Thursday, May 31, 2012

The Infantile World View Of Austerity

... just blows me away.

No matter what you read about the Euro debt crisis these days, you keep getting shocked paragraphs like this one.
What if Europe and the US converged on a set of economic policies that brought out the worst in both – European fiscal austerity combined with a declining share of total income going to workers? Given political realities on both sides of the Atlantic, it is entirely possible.

So far, the US has avoided the kind of budget cuts that have pushed much of Europe into recession.
Budget cuts? No kidding, dude. They're hugely in debt. They spent today's money yesterday. It's all gone. You're not going to be able to spend what you've already spent.

How hard is this concept to grasp? What's the disconnect here? It's like these people can't do a simple budget. They must act surprised every time they find their wallets empty, like it's supposed to be some kind of endlessly regenerating magical bag of monies. This is the world of the child, the one where mommy and daddy bring me nommy-noms from somewhere and I eat them. It's pathetic.

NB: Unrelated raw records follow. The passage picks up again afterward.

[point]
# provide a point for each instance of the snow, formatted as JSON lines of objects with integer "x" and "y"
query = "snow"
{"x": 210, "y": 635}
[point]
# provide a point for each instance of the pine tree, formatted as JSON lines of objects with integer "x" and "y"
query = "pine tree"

Robert Reich, author of the above idiocy and darling of many of my lefty friends, views the sequence of events like this:

What a scathing indictment of our culture where there's no grasp of the concept of borrowing money, even among "educated" people.

3 comments:

Kelly the little black dog said...

In fairness to Reich he calls for controlling deficits during the boom times, which both parties haven't done. The idea of not cutting too deep is based on the assumption that things will eventually get better and when they do you pay off the debit you incurred. It is very common for business to take out loans to bridge the tough times. Its a gamble, because if the tough times last too long, you go bankrupt.

Dean said...

Kelly, the "save during the good times" is the portion of the Keynesian equation that is conveniently ignored by most people.

K T Cat said...

Re: Saving during the good times.

If it doesn't ever actually happen, then your model is worthless. That is, if the Cleveland Browns draw up running plays that say their left tackle will run at 75MPH, they're not real plays, are they? They're just fantasies.

Why can't Reich look at the real world and change his model? Spending during down times is predicated on saving during good ones. Otherwise its just a prolonged bender. Instead, he clings to wants and ignores requirements, hence the graphic.